When Humayun returned to India, he brought artists with him and set up royal workshops to develop the Mughal design of painting. His best-known commission is a collection of poems from the famous Muslim poet Nizami Ganjavi. The Khamsa, or collection of works, contains almost 40 miniature paintings to accompany the poems.

Refined Mughal painting

Over the next century, the Mughal painting further refined. While originally very Persian, it became reformulated through Indian color schemes and aesthetics. Mughal paintings tend to be colorful and finely painted, highlighting scenes from nature, history, and court life. The design contains of a mixture of flattened abstraction with illusions of depth and complex designs.
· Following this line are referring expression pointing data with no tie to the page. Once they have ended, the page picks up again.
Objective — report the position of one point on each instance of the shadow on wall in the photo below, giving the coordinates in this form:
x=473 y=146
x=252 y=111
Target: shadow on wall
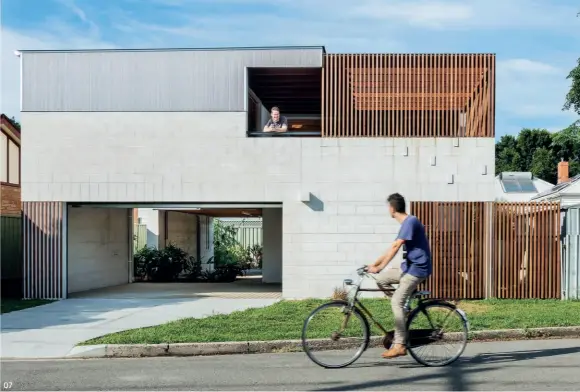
x=314 y=203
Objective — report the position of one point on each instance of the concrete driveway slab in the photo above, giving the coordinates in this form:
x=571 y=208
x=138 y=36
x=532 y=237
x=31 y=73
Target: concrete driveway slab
x=51 y=331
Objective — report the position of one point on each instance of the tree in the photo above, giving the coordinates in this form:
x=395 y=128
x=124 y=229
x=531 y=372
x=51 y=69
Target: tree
x=538 y=151
x=544 y=165
x=529 y=140
x=573 y=96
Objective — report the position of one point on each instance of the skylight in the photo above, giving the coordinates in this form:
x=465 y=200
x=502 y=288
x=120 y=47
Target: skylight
x=518 y=185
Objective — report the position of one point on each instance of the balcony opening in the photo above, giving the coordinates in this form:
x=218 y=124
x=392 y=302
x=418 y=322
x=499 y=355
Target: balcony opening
x=297 y=94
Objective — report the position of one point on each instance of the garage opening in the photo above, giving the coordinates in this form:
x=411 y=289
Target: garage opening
x=162 y=251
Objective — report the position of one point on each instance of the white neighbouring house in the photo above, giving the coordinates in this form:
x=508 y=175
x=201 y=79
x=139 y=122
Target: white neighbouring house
x=567 y=191
x=519 y=186
x=107 y=131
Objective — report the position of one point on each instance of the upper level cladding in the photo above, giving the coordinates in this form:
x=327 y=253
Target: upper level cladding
x=148 y=80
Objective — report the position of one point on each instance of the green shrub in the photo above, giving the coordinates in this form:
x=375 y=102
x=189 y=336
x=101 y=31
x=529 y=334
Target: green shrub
x=159 y=265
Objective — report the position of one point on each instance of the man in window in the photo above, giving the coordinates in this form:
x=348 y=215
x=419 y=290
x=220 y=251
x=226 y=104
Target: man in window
x=276 y=123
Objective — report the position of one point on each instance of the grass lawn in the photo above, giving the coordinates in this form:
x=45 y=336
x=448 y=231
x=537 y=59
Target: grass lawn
x=284 y=320
x=11 y=305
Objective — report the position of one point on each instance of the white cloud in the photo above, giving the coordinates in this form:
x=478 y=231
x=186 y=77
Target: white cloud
x=532 y=89
x=469 y=14
x=527 y=66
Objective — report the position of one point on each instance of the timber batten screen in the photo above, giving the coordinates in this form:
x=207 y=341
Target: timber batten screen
x=493 y=249
x=43 y=238
x=408 y=95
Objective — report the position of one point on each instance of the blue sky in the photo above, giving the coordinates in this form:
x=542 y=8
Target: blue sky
x=537 y=42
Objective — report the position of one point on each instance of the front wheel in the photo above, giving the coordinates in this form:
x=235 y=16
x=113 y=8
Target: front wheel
x=437 y=328
x=335 y=335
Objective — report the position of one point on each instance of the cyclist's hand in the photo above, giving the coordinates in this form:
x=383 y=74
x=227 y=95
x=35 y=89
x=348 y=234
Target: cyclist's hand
x=372 y=269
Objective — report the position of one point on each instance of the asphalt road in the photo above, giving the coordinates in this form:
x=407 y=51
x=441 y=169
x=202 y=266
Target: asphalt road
x=527 y=365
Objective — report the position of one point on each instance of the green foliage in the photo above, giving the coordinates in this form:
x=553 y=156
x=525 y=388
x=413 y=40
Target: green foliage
x=573 y=96
x=539 y=151
x=224 y=244
x=160 y=265
x=257 y=254
x=229 y=252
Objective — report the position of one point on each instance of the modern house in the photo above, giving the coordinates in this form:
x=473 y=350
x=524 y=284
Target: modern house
x=10 y=208
x=519 y=186
x=10 y=167
x=181 y=131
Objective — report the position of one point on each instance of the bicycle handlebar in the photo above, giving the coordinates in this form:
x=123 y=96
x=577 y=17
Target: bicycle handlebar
x=362 y=270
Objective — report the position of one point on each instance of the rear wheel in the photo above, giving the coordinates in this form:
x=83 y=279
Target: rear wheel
x=335 y=335
x=437 y=334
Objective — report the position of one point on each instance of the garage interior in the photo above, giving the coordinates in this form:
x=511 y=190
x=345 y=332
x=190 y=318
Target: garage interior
x=100 y=241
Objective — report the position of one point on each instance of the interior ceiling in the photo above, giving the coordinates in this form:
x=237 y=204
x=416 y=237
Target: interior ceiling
x=225 y=212
x=293 y=90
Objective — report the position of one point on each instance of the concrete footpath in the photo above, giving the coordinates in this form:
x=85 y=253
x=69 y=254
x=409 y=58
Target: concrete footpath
x=53 y=330
x=277 y=346
x=533 y=365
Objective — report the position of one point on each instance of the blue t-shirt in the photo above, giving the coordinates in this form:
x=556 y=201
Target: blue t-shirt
x=418 y=261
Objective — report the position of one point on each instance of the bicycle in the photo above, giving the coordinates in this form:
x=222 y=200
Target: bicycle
x=417 y=338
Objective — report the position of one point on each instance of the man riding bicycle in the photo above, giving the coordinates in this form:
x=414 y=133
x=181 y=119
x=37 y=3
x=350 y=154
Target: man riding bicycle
x=415 y=269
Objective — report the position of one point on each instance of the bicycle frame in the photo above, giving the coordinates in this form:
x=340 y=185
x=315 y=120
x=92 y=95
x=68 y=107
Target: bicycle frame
x=407 y=308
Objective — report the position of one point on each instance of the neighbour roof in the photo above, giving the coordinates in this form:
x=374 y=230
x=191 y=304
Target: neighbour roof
x=559 y=187
x=519 y=182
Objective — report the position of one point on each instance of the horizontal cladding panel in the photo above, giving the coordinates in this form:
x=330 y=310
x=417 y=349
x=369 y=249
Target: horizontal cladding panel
x=126 y=81
x=422 y=95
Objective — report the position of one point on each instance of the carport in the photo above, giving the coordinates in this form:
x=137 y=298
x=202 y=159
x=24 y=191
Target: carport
x=98 y=251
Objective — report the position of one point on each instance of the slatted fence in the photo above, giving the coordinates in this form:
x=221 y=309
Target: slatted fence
x=489 y=249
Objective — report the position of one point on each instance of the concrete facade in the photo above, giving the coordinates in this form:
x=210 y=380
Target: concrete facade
x=206 y=240
x=150 y=218
x=342 y=223
x=170 y=126
x=98 y=248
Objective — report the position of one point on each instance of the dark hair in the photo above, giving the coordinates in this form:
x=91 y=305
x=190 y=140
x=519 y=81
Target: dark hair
x=397 y=202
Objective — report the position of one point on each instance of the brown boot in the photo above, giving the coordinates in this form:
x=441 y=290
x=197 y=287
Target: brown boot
x=396 y=350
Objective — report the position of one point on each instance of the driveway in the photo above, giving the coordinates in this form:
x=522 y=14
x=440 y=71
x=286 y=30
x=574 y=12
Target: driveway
x=53 y=330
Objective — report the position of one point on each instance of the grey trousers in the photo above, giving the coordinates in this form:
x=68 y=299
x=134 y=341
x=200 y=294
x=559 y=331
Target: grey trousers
x=407 y=284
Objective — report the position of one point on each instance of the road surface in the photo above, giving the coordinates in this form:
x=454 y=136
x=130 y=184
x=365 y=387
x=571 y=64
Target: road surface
x=526 y=365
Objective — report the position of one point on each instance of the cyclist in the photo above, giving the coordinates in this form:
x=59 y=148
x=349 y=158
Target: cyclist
x=414 y=270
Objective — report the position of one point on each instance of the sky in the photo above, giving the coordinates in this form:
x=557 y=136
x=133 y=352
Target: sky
x=537 y=42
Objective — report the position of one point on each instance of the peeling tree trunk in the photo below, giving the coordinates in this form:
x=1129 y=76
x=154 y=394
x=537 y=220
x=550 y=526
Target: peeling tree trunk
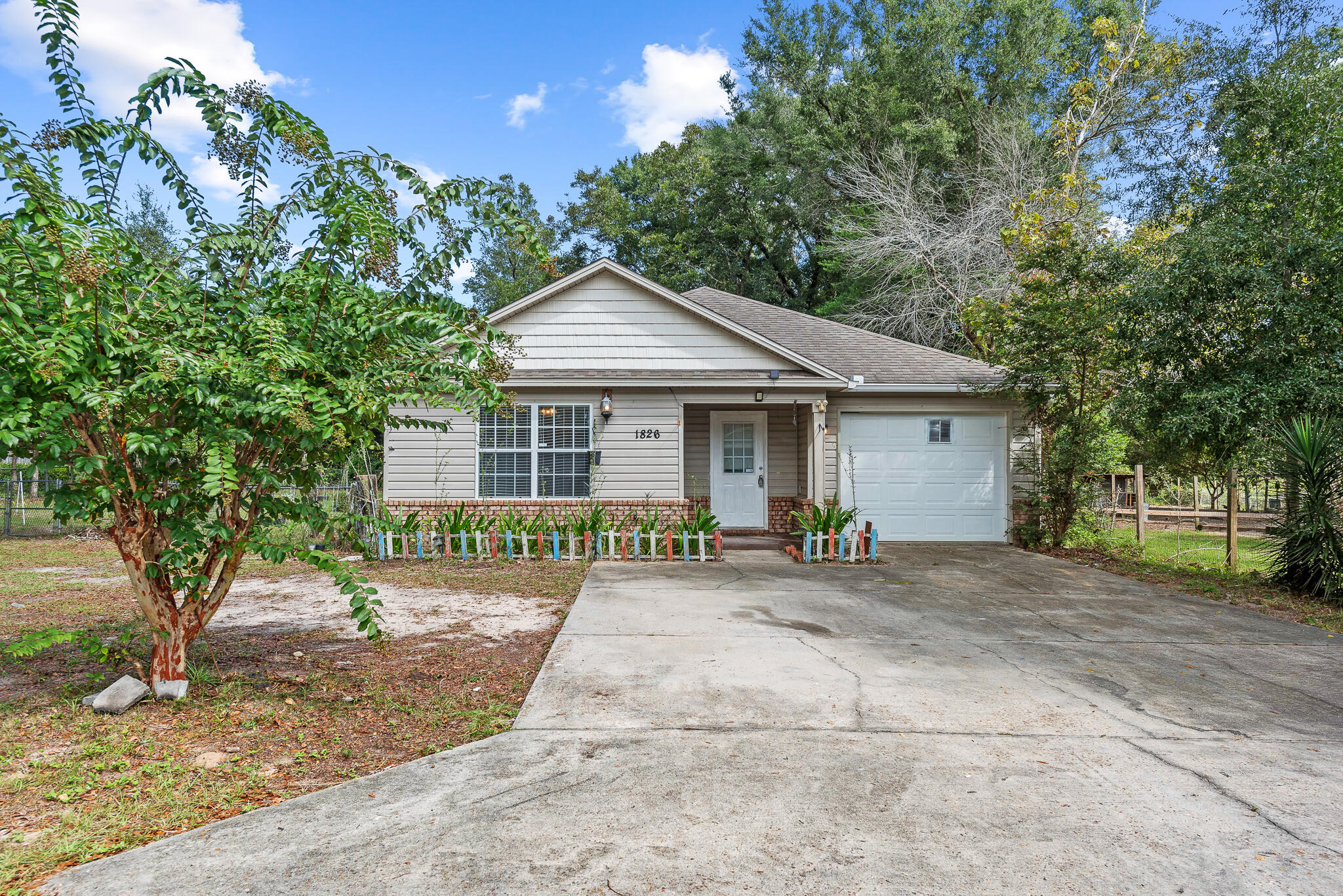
x=172 y=629
x=170 y=657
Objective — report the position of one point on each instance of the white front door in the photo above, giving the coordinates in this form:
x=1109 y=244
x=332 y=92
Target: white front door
x=927 y=477
x=736 y=468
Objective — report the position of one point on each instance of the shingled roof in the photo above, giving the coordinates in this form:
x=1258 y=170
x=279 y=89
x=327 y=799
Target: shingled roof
x=848 y=349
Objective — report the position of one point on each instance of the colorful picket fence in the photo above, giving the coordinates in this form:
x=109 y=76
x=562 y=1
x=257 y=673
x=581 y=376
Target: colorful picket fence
x=837 y=547
x=607 y=545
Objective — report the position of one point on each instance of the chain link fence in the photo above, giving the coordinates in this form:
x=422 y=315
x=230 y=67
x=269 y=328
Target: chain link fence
x=26 y=512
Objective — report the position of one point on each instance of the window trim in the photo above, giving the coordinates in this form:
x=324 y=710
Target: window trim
x=534 y=408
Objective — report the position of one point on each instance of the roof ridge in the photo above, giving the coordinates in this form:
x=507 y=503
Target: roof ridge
x=826 y=320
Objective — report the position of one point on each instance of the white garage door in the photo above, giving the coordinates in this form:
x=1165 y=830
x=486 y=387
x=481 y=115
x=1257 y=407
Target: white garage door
x=927 y=477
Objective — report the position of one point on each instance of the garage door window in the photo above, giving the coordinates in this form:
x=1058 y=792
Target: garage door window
x=536 y=450
x=939 y=430
x=738 y=448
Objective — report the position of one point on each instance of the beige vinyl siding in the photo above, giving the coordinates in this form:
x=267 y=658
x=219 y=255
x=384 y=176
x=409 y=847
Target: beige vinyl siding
x=425 y=464
x=633 y=468
x=428 y=464
x=780 y=450
x=606 y=322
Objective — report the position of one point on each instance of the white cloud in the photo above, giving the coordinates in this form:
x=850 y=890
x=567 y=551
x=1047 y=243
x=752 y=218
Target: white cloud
x=1117 y=229
x=406 y=201
x=123 y=42
x=210 y=176
x=523 y=105
x=431 y=176
x=679 y=87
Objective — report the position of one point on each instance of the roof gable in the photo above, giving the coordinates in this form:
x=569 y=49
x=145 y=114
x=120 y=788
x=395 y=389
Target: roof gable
x=607 y=317
x=849 y=349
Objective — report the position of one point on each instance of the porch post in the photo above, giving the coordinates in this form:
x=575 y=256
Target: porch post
x=817 y=454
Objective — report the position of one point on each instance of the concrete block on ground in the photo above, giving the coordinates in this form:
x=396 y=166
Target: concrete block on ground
x=171 y=690
x=121 y=695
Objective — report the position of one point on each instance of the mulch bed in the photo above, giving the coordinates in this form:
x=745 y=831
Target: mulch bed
x=270 y=715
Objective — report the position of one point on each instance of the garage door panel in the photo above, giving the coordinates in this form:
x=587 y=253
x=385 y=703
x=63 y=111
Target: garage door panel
x=942 y=461
x=920 y=491
x=985 y=527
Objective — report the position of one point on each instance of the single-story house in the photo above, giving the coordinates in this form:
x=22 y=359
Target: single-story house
x=638 y=397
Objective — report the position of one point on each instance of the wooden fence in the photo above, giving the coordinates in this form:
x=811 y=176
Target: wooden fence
x=607 y=545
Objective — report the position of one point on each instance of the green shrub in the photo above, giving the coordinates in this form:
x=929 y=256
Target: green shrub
x=702 y=522
x=464 y=520
x=520 y=523
x=1307 y=536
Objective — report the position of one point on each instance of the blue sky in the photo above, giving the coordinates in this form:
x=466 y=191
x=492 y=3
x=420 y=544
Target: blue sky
x=456 y=88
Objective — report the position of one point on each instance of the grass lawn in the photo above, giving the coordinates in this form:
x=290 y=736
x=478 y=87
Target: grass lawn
x=1188 y=547
x=271 y=714
x=1186 y=563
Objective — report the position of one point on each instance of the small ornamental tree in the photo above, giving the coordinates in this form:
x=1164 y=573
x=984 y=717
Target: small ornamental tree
x=186 y=398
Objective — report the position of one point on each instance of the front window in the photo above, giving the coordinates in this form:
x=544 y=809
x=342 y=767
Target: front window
x=738 y=448
x=540 y=450
x=939 y=430
x=563 y=472
x=506 y=445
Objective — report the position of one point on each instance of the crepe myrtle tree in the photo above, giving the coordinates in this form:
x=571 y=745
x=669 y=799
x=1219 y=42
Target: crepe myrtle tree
x=184 y=398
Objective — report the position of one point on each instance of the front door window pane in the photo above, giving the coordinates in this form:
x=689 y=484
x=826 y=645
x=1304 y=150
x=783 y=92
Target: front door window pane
x=738 y=448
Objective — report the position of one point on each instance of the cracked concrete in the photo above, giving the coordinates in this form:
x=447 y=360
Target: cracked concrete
x=969 y=719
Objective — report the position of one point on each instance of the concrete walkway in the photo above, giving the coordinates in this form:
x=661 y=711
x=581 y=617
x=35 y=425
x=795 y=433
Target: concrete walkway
x=966 y=719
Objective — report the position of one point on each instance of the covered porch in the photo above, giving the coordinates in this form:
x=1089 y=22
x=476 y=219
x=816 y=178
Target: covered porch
x=752 y=464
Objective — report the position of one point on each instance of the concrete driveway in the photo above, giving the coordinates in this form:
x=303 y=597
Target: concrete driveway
x=966 y=719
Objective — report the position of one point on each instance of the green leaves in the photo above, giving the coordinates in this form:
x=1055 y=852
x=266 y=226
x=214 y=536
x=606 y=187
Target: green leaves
x=188 y=390
x=1307 y=536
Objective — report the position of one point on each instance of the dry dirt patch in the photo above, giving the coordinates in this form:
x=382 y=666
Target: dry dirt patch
x=308 y=604
x=287 y=697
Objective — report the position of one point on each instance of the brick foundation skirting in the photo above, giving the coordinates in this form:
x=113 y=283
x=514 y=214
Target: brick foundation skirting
x=670 y=509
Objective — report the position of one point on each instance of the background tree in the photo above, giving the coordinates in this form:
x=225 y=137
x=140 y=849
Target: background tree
x=703 y=212
x=1244 y=327
x=929 y=248
x=153 y=231
x=1056 y=335
x=750 y=205
x=507 y=267
x=183 y=395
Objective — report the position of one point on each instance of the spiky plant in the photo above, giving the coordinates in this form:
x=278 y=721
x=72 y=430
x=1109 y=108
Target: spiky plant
x=1307 y=536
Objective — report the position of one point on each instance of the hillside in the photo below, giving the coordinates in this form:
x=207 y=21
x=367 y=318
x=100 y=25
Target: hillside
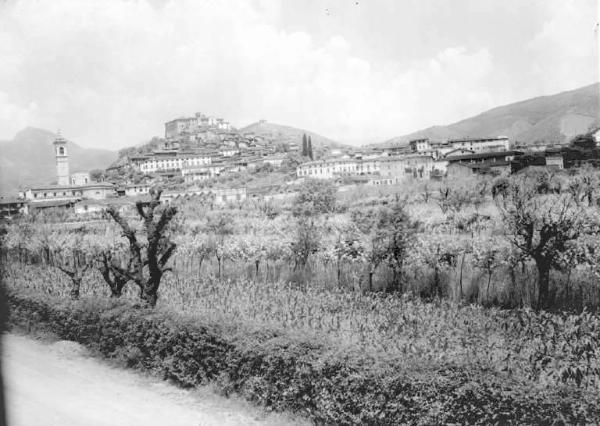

The Mughal artistic tradition, mainly expressed in painted miniatures, as well as small luxury objects, was eclectic, borrowing from Iranian, Indian, Chinese, and Renaissance European stylistic and thematic elements. Mughal emperors often took in Iranian bookbinders, illustrators, painters, and calligraphers from the Safavid court due to the correspondences of their Timurid designs, and due to the Mughal affinity for Iranian art and calligraphy. Miniatures commissioned by the Mughal emperors primarily focused on large projects illustrating books with eventful historical scenes and court life, but later included more single images for albums, with portraits and animal paintings displaying a profound appreciation for the serenity and beauty of the natural world. For example, Emperor Jahangir authorized brilliant artists such as Ustad Mansur to realistically portray unusual flora and fauna.

Mughal painting is a particular design of South Asian, specifically, modern-day India and Pakistan, and it is confined to miniatures either as book demonstrations or as single works. It appeared from Persian miniature painting itself partly of Chinese origin and developed in the court of the Mughal Empire.

Patronizing their Persian painters, the Mughals took great interest in paintings that reflected a collaboration of Indo-Persian synthesis. Originating from the time of the Turkish-Afghan Delhi Sultanate, the paintings flourished under the rule of Akbar, Jahangir, and Shah Jahan, the Mughal rulers. The art of Mughal painting flourished over time and evolved into realistic portraiture.

Conclusion

It is worth mentioning that the Mughals were the great builders. The influence of the Persian was the overpowering feature of the art as the rulers themselves were from those lands. It is not wrong to say that art had seen a revolution under the Mughals who wanted to completely modify stone into an emblem of their prestige. The forts and the monuments illustrated the personal ideals of the rulers who wanted the upcoming generations to remember them and glorify their rule. So the existing Mughal buildings represent a past generation and its ideals.

Every painting project involved various talented artists and each one had a specific role to play. While some of them worked on the composition, the next set of artists will take care of the actual painting. The last set of artists will concentrate on the smallest details of the art.

Persian artists such as Mir Sayyid Ali and Abd al-Samad played a key role in the growth of Mughal painting. Later, in the 16th-17th centuries, artists such as Daswant, Basawan and Miskin worked at the Mughal court and supported it.

During Akbar’s rule, an artist named Kesu Das started implementing European techniques in Mughal paintings. A renowned painter named Govardhan worked under three major Mughal emperors – Akbar, Jahangir and, Shah Jahan. Other prominent artists of the Mughal period were Kamal, Mushfiq, and, Fazl. Many other artists, including Bhawanidas and Dalchand, started working at Rajput courts when the Mughal Empire began to go down. Thus, the commencement of Mughal Era in India was brought about a lot of modifications in the overall country. Its examples are present even today in the form of majestic monuments, forts, palaces, and tombs.